Replimune Group, Inc., a clinical stage biotechnology company, has scheduled a Type A meeting with the FDA to discuss the complete response letter for RP1 in combination with nivolumab for the treatment of advanced melanoma.
The Company submitted a briefing book addressing the points from the CRL and highlighting agreements related to patient population criteria and trial design.
CEO Sushil Patel emphasized the urgent need for access to RP1 based on data strength and limited treatment options for advanced melanoma patients.
Type A Meeting Scheduled
Scheduled meeting with the FDA to discuss the complete response letter for RP1 in combination with nivolumab for advanced melanoma treatment.
Briefing Book Submission
Company submitted a briefing book addressing CRL points, patient population criteria, and trial design agreements.
CEO's Commitment
CEO Sushil Patel commits to patient access and regulatory approval for RP1 in advanced melanoma treatment.

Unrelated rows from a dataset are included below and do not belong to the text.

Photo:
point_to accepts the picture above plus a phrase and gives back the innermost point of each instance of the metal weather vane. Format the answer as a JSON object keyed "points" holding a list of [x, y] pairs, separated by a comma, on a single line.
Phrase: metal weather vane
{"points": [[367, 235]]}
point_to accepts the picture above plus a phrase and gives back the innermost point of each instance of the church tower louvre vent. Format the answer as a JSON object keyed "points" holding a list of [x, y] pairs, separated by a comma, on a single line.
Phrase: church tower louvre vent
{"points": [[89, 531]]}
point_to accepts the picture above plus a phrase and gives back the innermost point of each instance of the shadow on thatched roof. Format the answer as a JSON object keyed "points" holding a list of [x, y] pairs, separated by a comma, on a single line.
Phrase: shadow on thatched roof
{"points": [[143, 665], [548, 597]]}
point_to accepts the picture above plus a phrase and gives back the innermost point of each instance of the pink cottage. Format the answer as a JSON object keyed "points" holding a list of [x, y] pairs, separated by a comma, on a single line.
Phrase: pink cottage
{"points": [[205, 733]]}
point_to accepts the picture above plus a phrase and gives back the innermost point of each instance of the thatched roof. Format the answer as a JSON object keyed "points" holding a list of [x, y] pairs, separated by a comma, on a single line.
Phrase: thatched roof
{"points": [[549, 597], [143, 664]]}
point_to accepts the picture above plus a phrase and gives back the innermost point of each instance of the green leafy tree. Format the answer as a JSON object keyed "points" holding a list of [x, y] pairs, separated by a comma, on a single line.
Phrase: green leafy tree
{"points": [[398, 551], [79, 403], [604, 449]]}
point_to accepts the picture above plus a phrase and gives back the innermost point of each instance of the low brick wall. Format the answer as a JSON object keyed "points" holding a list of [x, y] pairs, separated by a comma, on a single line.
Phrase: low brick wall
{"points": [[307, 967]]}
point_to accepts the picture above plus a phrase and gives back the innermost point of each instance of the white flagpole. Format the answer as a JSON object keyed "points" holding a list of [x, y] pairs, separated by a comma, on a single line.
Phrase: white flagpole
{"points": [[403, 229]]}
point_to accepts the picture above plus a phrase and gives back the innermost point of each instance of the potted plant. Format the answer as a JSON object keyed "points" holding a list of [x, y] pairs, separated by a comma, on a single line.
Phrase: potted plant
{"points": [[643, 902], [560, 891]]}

- The Type A meeting with the FDA signifies a crucial step towards resolving issues highlighted in the complete response letter.
- Engagement with leading physicians and patient advocacy groups underscores the importance of swift approval for RP1 in treating advanced melanoma.
Replimune remains dedicated to transforming cancer treatment through innovative oncolytic immunotherapies with a focus on maximizing tumor killing potency and systemic anti-tumor immune response.